Per gli automobilisti italiani i festeggiamenti di capodanno sono finiti con lo scattare la mezzanotte del primo gennaio. L’entrata in vigore degli aumenti dei pedaggi autostradali ha reso amaro le prime settimane di questo 2013.
Un rincaro richiesto dalla numerose concessionarie dei tratti autostradali e concesso dal Governo: il pedaggio aumenta mediamente del 2.91% ma associazioni di categorie e sindacati denunciano incrementi tra il 4/5 percento su alcune tratte autostradali. Rincaro che delude tutti, sia gli automobilisti che i concessionari.
I primi perché si troveranno a pagare anche 0,20€ in più gli stessi tratti autostradali rispetto all’anno precedente, i secondi perché ritengono gli aumenti insufficienti a coprire i 2.2 miliardi di euro spesi per ammodernare l’intera rete.Il Governo ha preso in considerazione le richieste avanzate dai gestori, ben 25 su tutto il territorio italiano, per poi procedere con l’assegnazione dei rincari. Alcune richieste sono state accettate, altre modificate al ribasso e in ben quattro casi sono state sospese. Le scelte del Ministero delle Infrastrutture e dei Trasporti, prese insieme al Ministero dell’Economia e Finanze, ha portato alla protesta dell’Aiscat (Associazione Italiana Società Concessionarie Autostradali e Trafori) che accusa il Governo di scarsa attenzione nei confronti di un intero mercato e dei suoi investitori.
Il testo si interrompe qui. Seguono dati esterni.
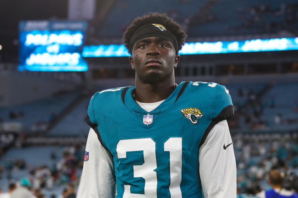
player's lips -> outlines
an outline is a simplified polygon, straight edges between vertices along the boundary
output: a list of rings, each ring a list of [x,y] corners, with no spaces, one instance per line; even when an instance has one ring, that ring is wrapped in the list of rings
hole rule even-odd
[[[159,65],[162,62],[157,59],[149,59],[145,62],[145,65],[148,66]]]

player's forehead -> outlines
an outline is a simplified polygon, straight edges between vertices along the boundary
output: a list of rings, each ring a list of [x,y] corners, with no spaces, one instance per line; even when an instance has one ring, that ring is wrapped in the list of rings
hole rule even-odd
[[[153,42],[156,43],[165,43],[167,44],[169,44],[173,46],[170,42],[169,40],[163,38],[158,37],[146,37],[144,38],[138,40],[136,43],[136,44],[141,43],[151,43]]]

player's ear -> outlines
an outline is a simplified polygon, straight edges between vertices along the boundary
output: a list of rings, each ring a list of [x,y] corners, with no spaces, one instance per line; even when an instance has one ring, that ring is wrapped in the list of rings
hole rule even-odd
[[[131,68],[133,69],[134,69],[134,60],[132,59],[132,56],[129,56],[129,62],[131,65]]]
[[[180,60],[180,55],[176,55],[175,56],[175,62],[174,62],[174,67],[176,68],[177,67],[177,64],[178,64],[178,62],[179,62],[179,60]]]

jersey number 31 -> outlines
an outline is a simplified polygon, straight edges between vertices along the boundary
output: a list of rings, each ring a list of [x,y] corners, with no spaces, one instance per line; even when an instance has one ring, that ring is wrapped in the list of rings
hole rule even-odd
[[[169,172],[170,181],[169,190],[171,197],[182,197],[180,189],[182,168],[182,138],[170,137],[164,144],[164,152],[170,153]],[[142,151],[144,163],[134,165],[134,177],[142,177],[145,181],[144,194],[131,193],[130,186],[124,185],[123,198],[157,197],[157,168],[155,142],[150,138],[120,140],[117,145],[118,158],[126,158],[126,152]]]

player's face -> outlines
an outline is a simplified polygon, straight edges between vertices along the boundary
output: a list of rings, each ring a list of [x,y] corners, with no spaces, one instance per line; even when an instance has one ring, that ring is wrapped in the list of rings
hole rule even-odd
[[[136,77],[145,83],[154,84],[174,78],[174,68],[180,59],[173,45],[159,37],[148,37],[137,42],[129,60]]]

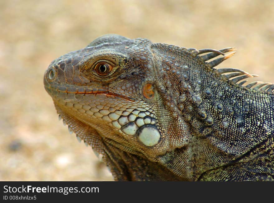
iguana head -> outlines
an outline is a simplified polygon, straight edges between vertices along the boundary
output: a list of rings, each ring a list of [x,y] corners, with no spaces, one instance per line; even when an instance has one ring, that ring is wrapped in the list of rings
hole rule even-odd
[[[194,179],[215,166],[205,169],[209,158],[198,156],[209,148],[201,145],[220,150],[212,160],[221,154],[225,160],[234,157],[232,150],[217,146],[215,137],[203,139],[218,133],[216,125],[228,125],[206,108],[205,100],[217,96],[212,87],[252,76],[213,68],[234,52],[206,62],[234,50],[198,50],[106,35],[53,61],[44,84],[69,131],[103,155],[116,179]],[[227,72],[234,75],[225,78]],[[221,115],[215,101],[210,106]]]

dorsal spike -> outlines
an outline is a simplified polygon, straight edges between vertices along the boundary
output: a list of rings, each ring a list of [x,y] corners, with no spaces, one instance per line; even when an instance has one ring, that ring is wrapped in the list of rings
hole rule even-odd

Lamentele “giustificate” anche dal fatto che l’Esecutivo ha atteso l’ultimo giorno utile per comunicare gli adeguamenti. Il Ministero ha risposto alla critiche affermando che “tale decisione è stata assunta in via cautelativa, nell’attesa del perfezionamento delle procedure relative ai rispettivi piani economico-finanziari, attualmente in coro si definizione” e quindi che le sospensioni potrebbero essere revocate in un secondo momento.
Muro contro muro anche dalla associazioni più collaterali al settore trasporti come l’Uncem (Unione Nazionale Comuni Comunità Enti Montanari), che attraverso la voce del presidente nazionale richiede un rimborso economico stabile per salvaguardare un territorio sempre più stressato dalla grandi infrastrutture, in particolare nelle aree alpine. Una contestazione non proprio irrazionale visto che dall’ottobre dello scorso anno è stata presentata una normativa, che attende ancora l’attuazione, che impegna l’Italia a cercare modelli di viabilità più vivibili, meno invasiva, che possano promuovere l’innovazione economica.
Chi più chi meno ci troveremo a pagare profumatamente i nostri viaggi. L’unica soluzione sembra quella di usare meno la macchina e risparmiare sottoscrivendo una polizza a chilometraggio. Sono tantissimi gli italiani che usano l’auto per spostamenti brevi, meno di 5/10 km al giorno, che potrebbero prendere in considerazione questo tipo di polizza. L’Rc Auto “a consumo” prevede un pagamento di una quota fissa, che vale per tutta la durata temporale della polizza, e di una quota variabile che viene calcolata in base all’utilizzo della vettura. Una polizza che garantisce un risparmio annuale anche più del 30% ma che non è sempre consigliabile, come accade già per la “guida esclusiva”.
Questo tipo di polizze non sono molto diffuse in Italia e non vengono sottoscritte da tutte le compagnie assicurative ma solo da alcune, quindi bisogna verificare dove è possibile sottoscrivere questa tipologia di assicurazione. Le polizze possono essere giornaliere o a km percorsi, ma in entrambi i casi nell’accettare questa polizza bisogna fornire un “potenziale utilizzo annuale della vettura”. Il veicolo di chi richiede una polizza a “consumo” verrà monitorato tramite dispositivi gps, in modo da minimizzare al minimo le truffe da parte degli utenti. Infine, le compagnie chiederanno un adeguamento attraverso un conguaglio qualora non siano stati rispettati i consumi annuali.
Risparmiare è obbligatorio, ma bisogna porre tanta attenzione.